Stand: 24.04.2024 06:08 Uhr

Über Jahre wurden Schülerinnen der Yogabewegung Atman offenbar zur "sexuellen Initiation" zu ihrem Guru gebracht. BR-Recherchen geben Einblick in Manipulation und Machtmissbrauch. Zur Bewegung gehören auch deutsche Schulen.

Von Christiane Hawranek und Katja Paysen-Petersen, BR

Als Nathalie, eine junge Frau aus Deutschland, 2021 zum ersten Mal vor ihrem Guru stand, da hatte er nur einen Bademantel übergestreift. Gregorian Bivolaru war zu diesem Zeitpunkt rund siebzig Jahre alt und wurde von Interpol gesucht - wegen des Verdachts auf Menschenhandel. In Nathalies Yogabewegung hieß es, er werde politisch verfolgt. 
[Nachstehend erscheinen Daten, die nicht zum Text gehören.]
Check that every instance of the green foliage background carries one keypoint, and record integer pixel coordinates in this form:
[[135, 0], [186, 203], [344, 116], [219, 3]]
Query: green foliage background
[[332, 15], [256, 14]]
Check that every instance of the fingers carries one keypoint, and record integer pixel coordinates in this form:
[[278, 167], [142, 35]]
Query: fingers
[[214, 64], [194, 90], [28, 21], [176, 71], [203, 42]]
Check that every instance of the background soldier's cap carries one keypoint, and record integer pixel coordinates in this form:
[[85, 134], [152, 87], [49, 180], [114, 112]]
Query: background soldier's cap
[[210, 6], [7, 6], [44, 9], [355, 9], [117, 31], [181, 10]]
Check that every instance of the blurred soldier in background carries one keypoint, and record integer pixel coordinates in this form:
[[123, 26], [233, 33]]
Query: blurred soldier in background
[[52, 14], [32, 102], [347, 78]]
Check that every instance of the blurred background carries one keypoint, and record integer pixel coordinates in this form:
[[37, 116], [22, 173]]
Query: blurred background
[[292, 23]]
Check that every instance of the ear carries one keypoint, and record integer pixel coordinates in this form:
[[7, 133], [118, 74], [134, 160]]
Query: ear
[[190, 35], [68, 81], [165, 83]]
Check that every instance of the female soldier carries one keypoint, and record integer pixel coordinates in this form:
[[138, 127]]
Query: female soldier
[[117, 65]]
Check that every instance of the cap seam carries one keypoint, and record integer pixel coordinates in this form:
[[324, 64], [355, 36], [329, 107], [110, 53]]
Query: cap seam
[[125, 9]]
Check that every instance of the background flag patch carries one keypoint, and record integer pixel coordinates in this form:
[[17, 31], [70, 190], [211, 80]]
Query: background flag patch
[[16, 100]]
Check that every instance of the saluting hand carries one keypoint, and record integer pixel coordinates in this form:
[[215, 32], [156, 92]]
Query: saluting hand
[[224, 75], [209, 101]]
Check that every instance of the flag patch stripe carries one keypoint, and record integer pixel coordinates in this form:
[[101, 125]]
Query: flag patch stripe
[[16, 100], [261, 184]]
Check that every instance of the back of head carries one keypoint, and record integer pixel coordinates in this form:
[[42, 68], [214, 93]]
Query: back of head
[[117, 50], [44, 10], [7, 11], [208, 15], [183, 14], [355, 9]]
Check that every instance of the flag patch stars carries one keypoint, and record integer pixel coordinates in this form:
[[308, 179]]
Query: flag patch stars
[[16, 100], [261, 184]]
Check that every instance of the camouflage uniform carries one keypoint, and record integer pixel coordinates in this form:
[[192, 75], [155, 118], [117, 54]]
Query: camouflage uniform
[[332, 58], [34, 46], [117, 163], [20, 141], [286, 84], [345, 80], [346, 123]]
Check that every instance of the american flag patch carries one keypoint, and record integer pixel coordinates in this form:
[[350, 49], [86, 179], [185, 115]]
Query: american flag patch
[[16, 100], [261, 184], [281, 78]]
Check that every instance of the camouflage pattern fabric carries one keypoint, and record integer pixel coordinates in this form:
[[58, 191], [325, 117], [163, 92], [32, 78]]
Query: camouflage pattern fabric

Nathalie besuchte erst Yoga-, dann auch Tantra-Kurse in einer Mitgliedsschule. "Das wird jetzt ein mega Event, das wird dein Leben verändern", so in etwa sei ihr der Besuch bei Bivolaru irgendwo bei Paris angepriesen worden. Sie werde bei einer "Tantra-Initiation" in die Geheimnisse der Liebe eingeweiht. Nathalie und andere Frauen beschreiben das als stundenlangen Sex. Im Nachhinein fühlt Nathalie sich mental missbraucht: von ihrem Guru und von der Yogabewegung, über die sie zu ihm gebracht wurde.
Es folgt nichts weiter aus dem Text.